Based on these considerations, the long-term trend in the first tank storage layer value indicates the potential risk of shallow landslides, while long-term trends in the second and third tank storage layer values indicate the potential risk of deep-seated landslides. In Miyagawa, shallow and deep-seated landslides occurred at different times (Fig. 1). The 11-year running averages of annual maximum values of the first and third storage tank layers both showed upward trends when the 2004 shallow landslide and 2011 deep-seated landslide occurred (Fig. 7). Long-term trends in rainfall are also reflected in increasing tank storage layer values.

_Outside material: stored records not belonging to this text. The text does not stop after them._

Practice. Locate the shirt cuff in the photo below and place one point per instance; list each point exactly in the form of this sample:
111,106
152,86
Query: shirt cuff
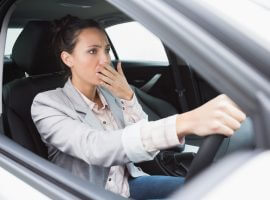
129,103
160,134
133,145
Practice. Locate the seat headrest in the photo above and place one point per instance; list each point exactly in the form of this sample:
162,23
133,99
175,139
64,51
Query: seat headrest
32,51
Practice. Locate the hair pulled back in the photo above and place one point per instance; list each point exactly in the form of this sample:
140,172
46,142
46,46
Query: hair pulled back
65,34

Comparison of our method with other rainfall indexes

Antecedent rainfall is an important initial condition for predicting the occurrence of landslides (e.g., Dahal and Hasegawa 2008; Kim et al. 2021). Empirical methods such as rainfall intensity-duration analysis (Caine 1980; Guzzetti et al. 2007, 2008; Peres and Cancelliere 2014) require definition of antecedent rainfall, as rainfall data must be separated into individual events. Physical models (e.g., Montgomery & Dietrich 1994; Pack et al. 1998) reproduce the elementary process underlying landslides, and are difficult to apply over long periods because the calculation is intensive. On the other hand, the SWI and three-layer tank model used in this study can readily incorporate the effects of antecedent rainfall, as their computation does not require individual rainfall events to be distinguished and can apply to long periods. Thus, our methods are appropriate for examining the relationship between the occurrence of landslides and long-term rainfall trends.

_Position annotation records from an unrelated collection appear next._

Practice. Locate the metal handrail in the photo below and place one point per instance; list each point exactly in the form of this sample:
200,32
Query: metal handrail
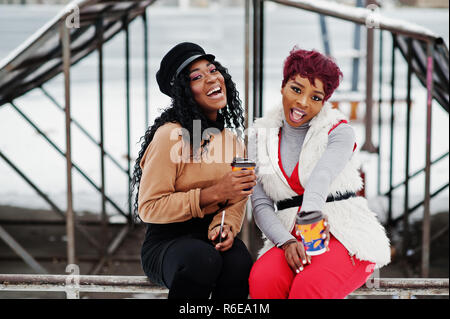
72,285
361,16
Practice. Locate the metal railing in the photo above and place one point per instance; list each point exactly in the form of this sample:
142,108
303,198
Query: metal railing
73,285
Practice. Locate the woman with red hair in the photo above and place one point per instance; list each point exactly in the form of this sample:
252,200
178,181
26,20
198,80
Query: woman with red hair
306,162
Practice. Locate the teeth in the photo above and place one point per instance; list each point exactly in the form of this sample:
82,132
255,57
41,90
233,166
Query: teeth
216,89
298,112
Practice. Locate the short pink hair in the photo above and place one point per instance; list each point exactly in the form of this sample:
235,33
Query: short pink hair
312,65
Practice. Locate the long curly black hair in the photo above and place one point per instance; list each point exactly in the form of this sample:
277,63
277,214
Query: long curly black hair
184,110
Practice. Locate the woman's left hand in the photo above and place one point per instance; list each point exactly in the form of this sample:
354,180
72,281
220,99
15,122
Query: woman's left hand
227,237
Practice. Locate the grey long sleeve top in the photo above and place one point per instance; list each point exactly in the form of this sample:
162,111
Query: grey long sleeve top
339,150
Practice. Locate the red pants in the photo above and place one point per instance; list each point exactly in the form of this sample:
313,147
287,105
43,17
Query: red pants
330,275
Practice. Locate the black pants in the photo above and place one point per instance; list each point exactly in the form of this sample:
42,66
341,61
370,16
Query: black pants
193,268
190,266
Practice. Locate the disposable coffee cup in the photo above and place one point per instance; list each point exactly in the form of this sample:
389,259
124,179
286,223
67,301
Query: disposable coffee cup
311,227
241,164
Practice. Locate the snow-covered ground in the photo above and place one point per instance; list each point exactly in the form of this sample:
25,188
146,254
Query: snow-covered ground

This study examined the effects of long-term changes in rainfall on landslides. However, the occurrence of landslides is driven by interactions of rainfall with topography, geology, and other inherent factors. Therefore, when examining the relationship between long-term changes in rainfall and landslides in a given region, a physically based model that includes the effects of local inherent factors is effective (e.g., Baum et al. 2010; Crosta and Frattini 2003; Montgomery & Dietrich 1994; Pack et al. 1998; Wu and Sidle 1995). However, our methods examine the relationship between long-term trends in rainfall characteristics and landslides using only rainfall data (Figs. 5, 67). Furthermore, the results of the three-layer tank model corresponded to those from previous studies using hydro-meteorological approaches. These findings indicate that when the effects of long-term changes in rainfall on landslides in a given region are examined over time, or over a wide area with variable rainfall characteristics and inherent factors, the use of a “common scale” for evaluating landslide risk is recommended.

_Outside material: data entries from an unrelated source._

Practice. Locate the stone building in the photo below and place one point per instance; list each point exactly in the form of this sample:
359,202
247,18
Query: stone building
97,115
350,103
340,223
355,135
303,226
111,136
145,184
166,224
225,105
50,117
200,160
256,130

Climate change plays a role in landslide occurrence (e.g., Crozier 2010; Gariano and Guzzetti 2016; Kumari et al. 2021). By combining the method presented here with global climate models and spatial distributions of landslide hazards, such as landslide susceptibility maps (e.g., Abuzied and Alrefaee 2019; Abuzied and Pradhan 2021; Abuzied et al. 2016), the effects of climate change on landslides can be evaluated over a wide area. As our results were based on only a few cases, further studies in other regions are needed. Nevertheless, our results are valid, as the three-layer tank model used to calculate SWI (Okada et al. 2001; Osanai et al 2010) has been applied throughout Japan, and its effectiveness has been verified.

Conclusions

This study used the SWI and a three-layer tank model to investigate the relationship between the occurrence of landslides and long-term changes in rainfall in Miyagawa Village, Mie Prefecture, Japan, where shallow and deep-seated landslides have occurred at different times. The results show that landslides occurred when one of the storage tank layer values exceeded the previous maximum before the landslide. The three-layer tank model can detect the effect of long-term changes in rainfall on landslides, where the first storage tank layer is related to the occurrence of shallow landslides, and the other two layers to the occurrence of deep-seated landslides. Our method is effective for evaluating the relationship between the occurrence of landslides and long-term trends in rainfall.